Her face was rather white, and the hand which lay upon the work in her lap trembled a little, while she clasped the arm of the chair with the other; but she broke in upon his hesitation with an even voice:
“It has been very pleasant for us all, I’m sure,” she said, “and, frankly, I’m sorry that it must be interrupted for a while, but that is about all there is of it, isn’t it? We shall probably be back not later than October, I should say, and then you can renew your contests with Julius and your controversies with me.”
Her tone and what she said recalled to him their last night on board the ship, but there was no relenting on this occasion. He realized that for a moment he had been on the verge of telling the girl that he loved her, and he realized, too, that she had divined his impulse and prevented the disclosure; but he registered a vow that he would know before he saw her again whether he might consistently tell her his love, and win or lose upon the touch.
Miss Blake made several inaccurate efforts to introduce her needle at the exact point desired, and when that endeavor was accomplished broke the silence by saying, “Speaking of ‘October,’ have you read the novel? I think it is charming.”

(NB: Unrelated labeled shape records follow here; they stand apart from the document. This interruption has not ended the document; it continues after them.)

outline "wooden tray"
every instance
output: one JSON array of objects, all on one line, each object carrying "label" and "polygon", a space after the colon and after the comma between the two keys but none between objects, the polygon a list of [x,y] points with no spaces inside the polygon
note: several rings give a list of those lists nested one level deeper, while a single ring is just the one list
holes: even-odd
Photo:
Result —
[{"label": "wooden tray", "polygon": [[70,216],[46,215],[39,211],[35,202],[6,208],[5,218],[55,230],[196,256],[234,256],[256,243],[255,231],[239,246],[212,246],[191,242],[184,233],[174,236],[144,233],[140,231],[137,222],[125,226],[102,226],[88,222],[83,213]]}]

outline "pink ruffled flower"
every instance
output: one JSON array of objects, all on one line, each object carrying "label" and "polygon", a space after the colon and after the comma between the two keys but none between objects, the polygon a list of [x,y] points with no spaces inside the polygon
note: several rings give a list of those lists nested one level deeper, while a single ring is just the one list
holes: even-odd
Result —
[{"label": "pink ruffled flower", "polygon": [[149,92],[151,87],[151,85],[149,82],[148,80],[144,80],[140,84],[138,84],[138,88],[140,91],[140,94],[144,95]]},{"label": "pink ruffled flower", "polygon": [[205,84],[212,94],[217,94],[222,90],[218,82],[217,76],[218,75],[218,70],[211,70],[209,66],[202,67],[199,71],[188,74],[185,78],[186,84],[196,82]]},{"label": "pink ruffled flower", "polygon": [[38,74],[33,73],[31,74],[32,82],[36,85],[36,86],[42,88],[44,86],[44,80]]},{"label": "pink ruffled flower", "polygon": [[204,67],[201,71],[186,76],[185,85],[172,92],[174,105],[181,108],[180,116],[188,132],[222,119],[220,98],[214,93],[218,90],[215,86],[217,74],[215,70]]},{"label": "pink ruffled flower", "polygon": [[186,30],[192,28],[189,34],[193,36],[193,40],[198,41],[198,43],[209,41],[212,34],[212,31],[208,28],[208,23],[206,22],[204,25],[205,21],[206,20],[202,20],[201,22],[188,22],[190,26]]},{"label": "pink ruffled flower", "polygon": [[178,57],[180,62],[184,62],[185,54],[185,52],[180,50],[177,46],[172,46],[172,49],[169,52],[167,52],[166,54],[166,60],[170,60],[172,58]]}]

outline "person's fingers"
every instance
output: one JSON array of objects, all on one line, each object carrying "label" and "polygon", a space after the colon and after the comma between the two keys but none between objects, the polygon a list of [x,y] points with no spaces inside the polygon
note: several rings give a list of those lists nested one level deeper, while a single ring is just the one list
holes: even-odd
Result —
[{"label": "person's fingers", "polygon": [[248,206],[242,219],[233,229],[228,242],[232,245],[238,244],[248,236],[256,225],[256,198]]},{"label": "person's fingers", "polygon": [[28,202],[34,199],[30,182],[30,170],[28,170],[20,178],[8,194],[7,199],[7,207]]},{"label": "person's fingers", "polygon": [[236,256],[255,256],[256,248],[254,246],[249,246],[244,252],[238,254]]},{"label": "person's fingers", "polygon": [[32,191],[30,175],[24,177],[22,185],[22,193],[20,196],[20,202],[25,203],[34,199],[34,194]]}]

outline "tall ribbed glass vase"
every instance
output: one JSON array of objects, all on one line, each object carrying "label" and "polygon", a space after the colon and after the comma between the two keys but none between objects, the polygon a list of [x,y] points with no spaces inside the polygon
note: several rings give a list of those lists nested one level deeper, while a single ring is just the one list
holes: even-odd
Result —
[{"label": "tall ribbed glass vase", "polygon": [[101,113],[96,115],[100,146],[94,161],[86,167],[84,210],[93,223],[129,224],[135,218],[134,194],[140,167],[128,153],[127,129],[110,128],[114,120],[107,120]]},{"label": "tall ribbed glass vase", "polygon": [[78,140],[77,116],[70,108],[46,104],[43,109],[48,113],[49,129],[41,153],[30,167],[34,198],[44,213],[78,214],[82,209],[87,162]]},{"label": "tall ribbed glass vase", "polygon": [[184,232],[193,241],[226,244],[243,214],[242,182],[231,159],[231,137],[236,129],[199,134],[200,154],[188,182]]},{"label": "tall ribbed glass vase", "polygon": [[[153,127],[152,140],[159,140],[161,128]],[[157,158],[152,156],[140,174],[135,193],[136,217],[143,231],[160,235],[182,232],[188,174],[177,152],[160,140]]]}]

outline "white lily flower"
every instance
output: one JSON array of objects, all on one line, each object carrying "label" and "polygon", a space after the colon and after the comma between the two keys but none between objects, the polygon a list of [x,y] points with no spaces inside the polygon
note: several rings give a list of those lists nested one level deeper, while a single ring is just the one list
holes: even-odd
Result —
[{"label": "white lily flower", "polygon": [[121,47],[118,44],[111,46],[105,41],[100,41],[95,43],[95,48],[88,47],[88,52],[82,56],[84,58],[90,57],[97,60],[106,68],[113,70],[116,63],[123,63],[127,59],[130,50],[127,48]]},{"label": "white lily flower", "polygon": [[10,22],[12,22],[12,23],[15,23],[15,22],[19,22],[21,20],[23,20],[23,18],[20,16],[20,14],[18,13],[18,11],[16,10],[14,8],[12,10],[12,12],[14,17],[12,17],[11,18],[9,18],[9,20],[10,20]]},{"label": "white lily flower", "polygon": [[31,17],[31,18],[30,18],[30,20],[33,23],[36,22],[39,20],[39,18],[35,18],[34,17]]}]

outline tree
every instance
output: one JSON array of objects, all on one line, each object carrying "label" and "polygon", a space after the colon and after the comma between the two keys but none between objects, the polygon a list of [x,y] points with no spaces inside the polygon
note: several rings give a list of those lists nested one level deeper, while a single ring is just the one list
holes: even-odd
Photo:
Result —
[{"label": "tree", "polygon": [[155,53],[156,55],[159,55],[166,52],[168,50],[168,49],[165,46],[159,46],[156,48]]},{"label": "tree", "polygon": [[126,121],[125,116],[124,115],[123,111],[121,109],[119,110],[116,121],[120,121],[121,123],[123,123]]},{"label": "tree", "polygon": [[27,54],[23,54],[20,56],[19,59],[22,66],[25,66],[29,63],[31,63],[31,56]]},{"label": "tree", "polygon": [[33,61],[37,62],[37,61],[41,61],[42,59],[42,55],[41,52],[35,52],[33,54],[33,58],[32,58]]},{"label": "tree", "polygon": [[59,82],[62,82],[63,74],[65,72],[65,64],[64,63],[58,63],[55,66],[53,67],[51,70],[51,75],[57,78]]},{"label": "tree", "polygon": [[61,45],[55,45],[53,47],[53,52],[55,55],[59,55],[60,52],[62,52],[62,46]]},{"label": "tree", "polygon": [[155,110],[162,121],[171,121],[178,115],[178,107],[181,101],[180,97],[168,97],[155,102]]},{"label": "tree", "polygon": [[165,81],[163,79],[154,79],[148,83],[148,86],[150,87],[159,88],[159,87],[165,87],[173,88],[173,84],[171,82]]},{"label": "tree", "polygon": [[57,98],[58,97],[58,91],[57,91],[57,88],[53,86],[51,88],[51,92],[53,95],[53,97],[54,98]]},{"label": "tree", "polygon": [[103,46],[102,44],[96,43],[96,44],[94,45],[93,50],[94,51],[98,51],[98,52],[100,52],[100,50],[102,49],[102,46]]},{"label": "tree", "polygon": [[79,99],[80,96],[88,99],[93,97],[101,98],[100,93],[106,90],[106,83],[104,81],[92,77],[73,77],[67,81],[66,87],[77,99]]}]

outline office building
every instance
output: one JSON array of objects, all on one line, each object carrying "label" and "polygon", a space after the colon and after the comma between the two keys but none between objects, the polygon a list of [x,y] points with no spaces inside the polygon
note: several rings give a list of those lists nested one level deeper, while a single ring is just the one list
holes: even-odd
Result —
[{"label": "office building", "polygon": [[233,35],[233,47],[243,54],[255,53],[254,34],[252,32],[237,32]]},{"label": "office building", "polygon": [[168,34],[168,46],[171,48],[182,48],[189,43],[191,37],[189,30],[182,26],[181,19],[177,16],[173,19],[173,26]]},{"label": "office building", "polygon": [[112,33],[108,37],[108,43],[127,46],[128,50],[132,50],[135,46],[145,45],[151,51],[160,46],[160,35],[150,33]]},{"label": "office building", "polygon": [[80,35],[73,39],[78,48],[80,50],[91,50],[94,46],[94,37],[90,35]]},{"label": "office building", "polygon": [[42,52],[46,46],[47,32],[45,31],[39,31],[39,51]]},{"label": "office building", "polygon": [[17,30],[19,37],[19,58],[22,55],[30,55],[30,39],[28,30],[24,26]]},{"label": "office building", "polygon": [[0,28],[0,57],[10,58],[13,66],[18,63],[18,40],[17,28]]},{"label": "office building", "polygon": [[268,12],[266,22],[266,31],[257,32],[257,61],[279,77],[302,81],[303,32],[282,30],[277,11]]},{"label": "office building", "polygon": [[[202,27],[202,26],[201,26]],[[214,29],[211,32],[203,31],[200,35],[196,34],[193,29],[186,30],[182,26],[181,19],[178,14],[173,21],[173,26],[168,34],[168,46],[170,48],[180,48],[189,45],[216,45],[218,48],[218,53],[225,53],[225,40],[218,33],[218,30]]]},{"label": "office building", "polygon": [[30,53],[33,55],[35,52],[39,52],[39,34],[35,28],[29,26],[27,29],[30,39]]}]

“Yes,” said John, with his vow in his mind, but not sorry for the diversion, “and I enjoyed it very much. I thought it was immensely clever, but I confess that I didn’t quite sympathize with the love affairs of a hero who was past forty, and I must also confess that I thought the girl was, well—to put it in plain English—a fool.”
Mary laughed, with a little quaver in her voice. “Do you know,” she said, “that sometimes it seems to me that I am older than you are?”

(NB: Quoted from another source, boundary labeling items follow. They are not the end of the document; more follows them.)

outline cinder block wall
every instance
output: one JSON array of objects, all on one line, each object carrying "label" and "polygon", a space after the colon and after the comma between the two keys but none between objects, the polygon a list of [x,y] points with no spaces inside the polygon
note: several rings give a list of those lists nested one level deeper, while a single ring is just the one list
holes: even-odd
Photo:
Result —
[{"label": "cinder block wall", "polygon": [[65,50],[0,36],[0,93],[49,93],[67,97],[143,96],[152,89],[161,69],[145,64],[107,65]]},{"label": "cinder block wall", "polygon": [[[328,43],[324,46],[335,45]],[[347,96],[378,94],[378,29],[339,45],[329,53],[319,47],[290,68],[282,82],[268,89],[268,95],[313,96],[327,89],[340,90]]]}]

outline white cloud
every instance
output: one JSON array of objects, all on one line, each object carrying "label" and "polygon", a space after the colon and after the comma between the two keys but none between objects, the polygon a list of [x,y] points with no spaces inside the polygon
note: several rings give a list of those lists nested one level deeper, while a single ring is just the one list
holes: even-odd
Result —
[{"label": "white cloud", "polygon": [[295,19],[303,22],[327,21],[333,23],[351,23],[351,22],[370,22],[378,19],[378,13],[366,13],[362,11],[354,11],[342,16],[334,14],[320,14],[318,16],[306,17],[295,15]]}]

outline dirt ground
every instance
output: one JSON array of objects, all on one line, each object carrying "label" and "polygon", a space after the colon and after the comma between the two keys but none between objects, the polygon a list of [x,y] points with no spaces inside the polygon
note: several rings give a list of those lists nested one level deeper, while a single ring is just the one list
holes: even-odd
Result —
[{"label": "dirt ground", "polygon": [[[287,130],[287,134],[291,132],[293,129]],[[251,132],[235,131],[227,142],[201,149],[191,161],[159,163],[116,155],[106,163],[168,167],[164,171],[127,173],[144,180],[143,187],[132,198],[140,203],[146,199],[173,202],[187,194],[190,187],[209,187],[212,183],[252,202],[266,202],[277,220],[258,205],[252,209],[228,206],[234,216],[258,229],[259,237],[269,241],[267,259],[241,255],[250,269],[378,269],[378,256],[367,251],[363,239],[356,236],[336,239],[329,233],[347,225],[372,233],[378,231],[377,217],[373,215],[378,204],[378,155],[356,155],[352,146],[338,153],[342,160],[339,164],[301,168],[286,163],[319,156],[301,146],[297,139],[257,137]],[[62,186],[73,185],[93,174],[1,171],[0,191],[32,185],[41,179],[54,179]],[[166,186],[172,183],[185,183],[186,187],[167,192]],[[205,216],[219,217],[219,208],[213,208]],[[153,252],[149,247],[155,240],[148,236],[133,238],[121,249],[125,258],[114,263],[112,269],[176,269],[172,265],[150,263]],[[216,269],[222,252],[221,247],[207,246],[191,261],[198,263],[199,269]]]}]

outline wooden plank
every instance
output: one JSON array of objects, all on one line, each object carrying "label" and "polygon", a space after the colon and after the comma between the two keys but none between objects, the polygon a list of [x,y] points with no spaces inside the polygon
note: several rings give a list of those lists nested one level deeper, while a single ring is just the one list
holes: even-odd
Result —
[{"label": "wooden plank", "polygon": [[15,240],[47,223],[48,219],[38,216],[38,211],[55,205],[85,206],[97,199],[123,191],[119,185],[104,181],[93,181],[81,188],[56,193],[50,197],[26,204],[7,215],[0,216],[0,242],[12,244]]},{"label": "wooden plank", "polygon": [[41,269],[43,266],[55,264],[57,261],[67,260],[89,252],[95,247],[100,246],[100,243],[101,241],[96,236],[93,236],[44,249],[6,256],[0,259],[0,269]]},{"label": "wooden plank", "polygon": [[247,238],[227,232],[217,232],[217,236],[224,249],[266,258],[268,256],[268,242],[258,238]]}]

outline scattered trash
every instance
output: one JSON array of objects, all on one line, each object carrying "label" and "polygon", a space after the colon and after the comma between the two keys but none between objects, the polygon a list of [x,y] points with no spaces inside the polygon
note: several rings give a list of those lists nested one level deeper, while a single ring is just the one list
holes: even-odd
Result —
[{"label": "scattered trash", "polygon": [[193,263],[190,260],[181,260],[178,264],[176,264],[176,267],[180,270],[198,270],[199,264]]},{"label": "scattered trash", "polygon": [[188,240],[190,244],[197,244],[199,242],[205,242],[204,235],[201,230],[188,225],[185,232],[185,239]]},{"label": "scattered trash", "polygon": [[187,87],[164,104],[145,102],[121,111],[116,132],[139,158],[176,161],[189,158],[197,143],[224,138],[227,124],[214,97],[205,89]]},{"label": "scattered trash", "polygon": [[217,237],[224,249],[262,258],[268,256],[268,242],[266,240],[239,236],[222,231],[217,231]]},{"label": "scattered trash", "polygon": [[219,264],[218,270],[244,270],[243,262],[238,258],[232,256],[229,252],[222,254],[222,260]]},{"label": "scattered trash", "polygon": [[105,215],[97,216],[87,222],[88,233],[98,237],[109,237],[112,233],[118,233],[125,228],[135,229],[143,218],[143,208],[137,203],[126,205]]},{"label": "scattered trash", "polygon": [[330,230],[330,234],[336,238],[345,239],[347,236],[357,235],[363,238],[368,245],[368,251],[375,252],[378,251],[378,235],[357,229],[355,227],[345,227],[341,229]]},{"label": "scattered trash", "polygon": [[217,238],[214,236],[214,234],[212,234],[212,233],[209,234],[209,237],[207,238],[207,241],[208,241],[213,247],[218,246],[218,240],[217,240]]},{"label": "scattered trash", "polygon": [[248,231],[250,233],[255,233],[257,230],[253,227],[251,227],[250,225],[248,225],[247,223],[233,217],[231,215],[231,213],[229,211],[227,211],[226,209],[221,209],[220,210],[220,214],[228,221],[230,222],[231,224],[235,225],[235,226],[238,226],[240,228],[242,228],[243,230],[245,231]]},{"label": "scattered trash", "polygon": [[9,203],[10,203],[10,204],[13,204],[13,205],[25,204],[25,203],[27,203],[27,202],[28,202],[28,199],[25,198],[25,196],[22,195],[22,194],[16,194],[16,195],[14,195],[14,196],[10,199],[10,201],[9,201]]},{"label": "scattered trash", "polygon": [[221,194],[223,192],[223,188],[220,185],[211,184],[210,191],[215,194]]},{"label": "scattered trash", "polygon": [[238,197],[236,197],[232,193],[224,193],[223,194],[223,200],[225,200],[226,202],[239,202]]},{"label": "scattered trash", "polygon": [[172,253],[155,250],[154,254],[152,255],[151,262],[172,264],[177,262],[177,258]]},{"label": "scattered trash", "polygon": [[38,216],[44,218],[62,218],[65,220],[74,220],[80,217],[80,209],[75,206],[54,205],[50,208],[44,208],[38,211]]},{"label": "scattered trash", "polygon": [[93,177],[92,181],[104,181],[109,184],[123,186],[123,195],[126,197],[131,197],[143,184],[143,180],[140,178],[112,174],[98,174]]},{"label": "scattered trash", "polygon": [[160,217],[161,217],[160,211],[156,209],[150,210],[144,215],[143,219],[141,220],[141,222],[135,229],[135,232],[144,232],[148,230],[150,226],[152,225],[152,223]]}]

“I know you’re awfully wise,” said John with a laugh, and from that their talk drifted off into the safer channels of their usual intercourse until he rose to say good night.

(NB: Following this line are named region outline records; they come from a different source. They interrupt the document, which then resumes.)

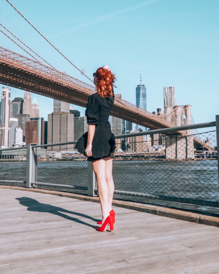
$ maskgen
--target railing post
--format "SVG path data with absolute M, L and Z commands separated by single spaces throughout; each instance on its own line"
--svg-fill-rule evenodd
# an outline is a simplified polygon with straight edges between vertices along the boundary
M 219 115 L 216 115 L 216 135 L 217 136 L 217 151 L 218 155 L 218 183 L 219 183 L 219 157 L 218 156 L 218 152 L 219 151 Z
M 33 154 L 30 144 L 27 145 L 27 180 L 26 187 L 31 188 L 32 182 L 32 171 L 33 163 Z
M 94 194 L 95 174 L 91 162 L 88 161 L 88 196 L 97 196 Z
M 32 182 L 37 181 L 37 149 L 32 150 L 33 155 L 33 164 L 32 165 Z

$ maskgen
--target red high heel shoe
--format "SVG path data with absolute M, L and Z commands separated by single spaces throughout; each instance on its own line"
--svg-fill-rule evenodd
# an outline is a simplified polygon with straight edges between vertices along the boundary
M 98 231 L 106 231 L 107 229 L 108 225 L 110 225 L 111 230 L 113 230 L 113 219 L 112 216 L 110 215 L 107 217 L 104 221 L 103 224 L 101 227 L 98 227 L 97 230 Z
M 113 223 L 115 223 L 115 212 L 114 211 L 114 210 L 113 209 L 112 209 L 110 211 L 110 214 L 113 217 Z M 97 223 L 98 225 L 102 225 L 102 221 L 99 221 L 97 222 Z

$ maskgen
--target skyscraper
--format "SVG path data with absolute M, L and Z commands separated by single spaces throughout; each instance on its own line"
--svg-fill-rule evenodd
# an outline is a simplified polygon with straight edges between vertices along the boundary
M 44 121 L 42 117 L 31 118 L 30 121 L 27 121 L 25 126 L 26 144 L 46 144 L 47 126 L 47 121 Z
M 69 107 L 68 107 L 69 111 Z M 54 111 L 48 115 L 48 144 L 74 140 L 74 115 L 67 112 Z M 48 147 L 48 150 L 67 150 L 72 144 Z
M 38 104 L 36 95 L 34 96 L 33 102 L 31 105 L 31 118 L 36 118 L 40 117 L 40 111 L 39 109 L 39 105 Z
M 147 97 L 146 87 L 144 85 L 141 84 L 141 68 L 140 72 L 140 84 L 138 85 L 135 88 L 136 96 L 136 105 L 145 110 L 147 110 Z M 139 126 L 136 124 L 136 128 L 137 130 L 139 128 L 141 128 L 143 130 L 146 130 L 147 128 L 141 126 Z
M 131 130 L 132 130 L 132 123 L 128 121 L 126 121 L 126 132 L 128 131 L 130 132 Z
M 176 88 L 175 86 L 164 86 L 163 99 L 164 107 L 176 104 Z
M 30 121 L 31 116 L 29 114 L 15 114 L 14 118 L 16 118 L 18 120 L 18 126 L 21 127 L 23 132 L 23 142 L 25 141 L 25 125 L 26 121 Z
M 15 142 L 15 130 L 17 126 L 18 119 L 15 118 L 10 118 L 10 139 L 9 146 L 11 147 L 12 145 Z
M 4 86 L 1 89 L 0 114 L 0 146 L 9 146 L 11 89 Z
M 70 113 L 74 114 L 74 117 L 80 117 L 80 112 L 79 110 L 77 110 L 76 109 L 73 109 L 73 107 L 72 106 L 70 107 Z
M 29 91 L 26 91 L 24 96 L 23 103 L 23 114 L 29 114 L 31 117 L 32 106 L 31 103 L 31 94 Z
M 81 136 L 88 130 L 86 116 L 75 117 L 74 119 L 74 140 L 77 141 Z
M 23 111 L 23 98 L 16 97 L 10 104 L 10 118 L 14 118 L 16 114 L 22 114 Z
M 53 112 L 54 111 L 64 111 L 70 112 L 70 106 L 69 103 L 53 99 Z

“Of course, we shall see you again before we go,” she said as she gave him her hand.
“Oh,” he declared, “I intend regularly to haunt the place.”
When John came down the next morning his father, who was, as a rule, the most punctual of men, had not appeared. He opened the paper and sat down to wait. Ten minutes passed, fifteen, twenty. He rang the bell. “Have you heard my father this morning?” he said to Jeffrey, remembering for the first time that he himself had not.
“No, sir,” said the man. “He most generally coughs a little in the morning, but I don’t think I heard him this morning, sir.”
“Go up and see why he doesn’t come down,” said John, and a moment later he followed the servant upstairs, to find him standing at the chamber door with a frightened face.
“He must be very sound asleep, sir,” said Jeffrey. “He hasn’t answered to my knockin’ or callin’, sir.” John tried the door. He found the chain bolt on, and it opened but a few inches. “Father!” he called, and then again, louder. He turned almost unconsciously to Jeffrey, and found his own apprehensions reflected in the man’s face. “We must break in the door,” he said. “Now, together!” and the bolt gave way.